Both $DF$ and $G+E$ dose came from the same tests depicted in Figure 10. The trend showed in Figure 10 is almost perfectly correlated with the trend in Figure 11, presenting smoke vs. $G+E$ dose.

Furthermore, one can conclude that smoke is positively correlated with the amount of diesel fuel in the total fuel charge injected into the cylinder (Figure 12). Hence, the conclusion on smoke emission caused by diesel fuel in the engine working on glycerol-ethanol mixture can be confirmed on the basis of these observations. However, we cannot clearly state which liquid—ethanol or glycerol— influences more significantly the smoke emissions, however, Eaton [22] and Beatrice [23] also confirmed that the addition of glycerol to diesel fuel reduces PM, so does smoke emissions.
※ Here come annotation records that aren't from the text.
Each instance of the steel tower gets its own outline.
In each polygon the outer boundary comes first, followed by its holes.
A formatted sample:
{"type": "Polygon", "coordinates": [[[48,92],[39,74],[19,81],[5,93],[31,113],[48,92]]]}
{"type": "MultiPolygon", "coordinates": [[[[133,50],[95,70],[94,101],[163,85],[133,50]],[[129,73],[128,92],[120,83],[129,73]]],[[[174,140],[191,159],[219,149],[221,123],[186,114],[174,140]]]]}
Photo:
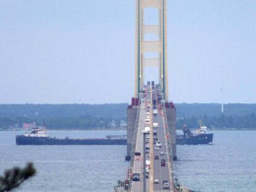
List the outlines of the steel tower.
{"type": "Polygon", "coordinates": [[[136,0],[135,98],[139,98],[144,83],[144,68],[158,68],[159,83],[161,84],[164,100],[168,101],[167,62],[167,0],[136,0]],[[158,25],[145,25],[145,9],[158,10],[158,25]],[[155,34],[157,40],[145,40],[147,34],[155,34]],[[158,58],[146,57],[146,52],[157,52],[158,58]]]}

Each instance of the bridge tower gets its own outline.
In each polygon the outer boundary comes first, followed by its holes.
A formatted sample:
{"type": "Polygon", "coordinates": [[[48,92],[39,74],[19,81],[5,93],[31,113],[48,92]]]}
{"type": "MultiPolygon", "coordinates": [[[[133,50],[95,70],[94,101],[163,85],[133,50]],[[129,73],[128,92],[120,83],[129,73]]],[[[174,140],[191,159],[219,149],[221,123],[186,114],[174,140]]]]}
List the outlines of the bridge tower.
{"type": "Polygon", "coordinates": [[[144,68],[158,68],[158,83],[161,86],[164,99],[168,101],[168,65],[167,65],[167,0],[136,0],[135,93],[139,98],[144,83],[144,68]],[[158,25],[145,25],[145,10],[156,8],[158,10],[158,25]],[[145,40],[147,34],[156,35],[156,40],[145,40]],[[157,58],[145,57],[145,53],[157,53],[157,58]]]}

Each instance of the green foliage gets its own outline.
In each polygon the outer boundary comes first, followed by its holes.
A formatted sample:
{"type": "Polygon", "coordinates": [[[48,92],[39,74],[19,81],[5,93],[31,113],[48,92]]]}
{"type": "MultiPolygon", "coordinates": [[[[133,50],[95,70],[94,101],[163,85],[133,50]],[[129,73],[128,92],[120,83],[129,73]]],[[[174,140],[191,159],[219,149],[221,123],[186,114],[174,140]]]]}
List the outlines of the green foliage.
{"type": "Polygon", "coordinates": [[[4,176],[0,177],[0,192],[9,191],[18,187],[35,173],[36,170],[31,162],[23,169],[14,167],[6,170],[4,176]]]}
{"type": "MultiPolygon", "coordinates": [[[[221,104],[175,104],[177,109],[177,127],[183,124],[189,127],[198,127],[202,119],[208,127],[256,128],[255,104],[225,104],[224,114],[221,104]]],[[[35,121],[42,125],[45,120],[49,129],[108,128],[113,120],[116,125],[126,120],[127,104],[0,104],[0,128],[8,128],[17,124],[35,121]],[[26,115],[25,116],[25,115],[26,115]]]]}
Unfortunately, deterioration in engine indicated, thermal efficiency with $G+E$ increase was observed, as presented in Figure 13. Although the combustion was complete and there were not any combustibles in the exhaust gases, the combustion process got lengthened due to decrease in mean combustion temperature. Under fixed injection timings for both doses, the maximum peak pressure decreased with an increase in $G+E$ fraction (Figure 14a). To confirm this statement, exemplary plots of in-cylinder pressure and heat release rate (HRR) are depicted in Figure 14. As observed, addition of $G+E$ significantly changes location for the diffusion phase of combustion. It was shifted far from the TDC towards the expansion stroke (Figure 14b). It was the main reason for the drop in indicated efficiency.

4. Conclusions

The following conclusions can be drawn from the presented analyses:

• Blending crude glycerol with ethanol at a volumetric ratio of 1:1 (50/50%) is a reasonable way to burn large amounts of glycerol in reciprocating internal combustion engines with diesel fuel pilot for self-ignition. Glycerol-ethanol blends also provide mixture stability during their storage.
• The proposed injection system consisting of two high pressure injectors with in-cylinder direct injection can be successfully applied to the engine for effective combustion of glycerol-ethanol blends.
• Preliminary investigation on engine exhaust toxic emissions shows that both NOx, UHC and CO are at satisfactory levels in comparison to emissions from diesel fueled engines.
• The most interesting issue in the toxic emissions was the significant decrease in smoke with increase in glycerol-ethanol blend in the total fuel charge injected into the engine cylinder. As found smoke was produced from combustion of the diesel fuel pilot. Blend of glycerol and ethanol reduced smoke several times from 40 to 3 mg/cycle. This ratio was higher than diesel fuel decrease ratio from 22 to 9.5 mg/cycle. As concluded, it was caused by the oxygen content in the $G+E$ blend.
• The only problem reported was the combustion got longer with an increase in $G+E$ content in the total fuel injected into the cylinder. Under fixed injection timings, it caused the diffusion combustion phase to shift far away from TDC location. As result, the thermal efficiency decreased.

Plans for further research include the following: the problem with lengthening combustion can be improved by optimizing the geometry of the combustion chamber, mainly shape of the piston crown, that limit proper spraying and atomization of the $G+E$ dose. Therefore, it is planned to do research with other piston shapes, in-cylinder swirling and various injection angles into the cylinder.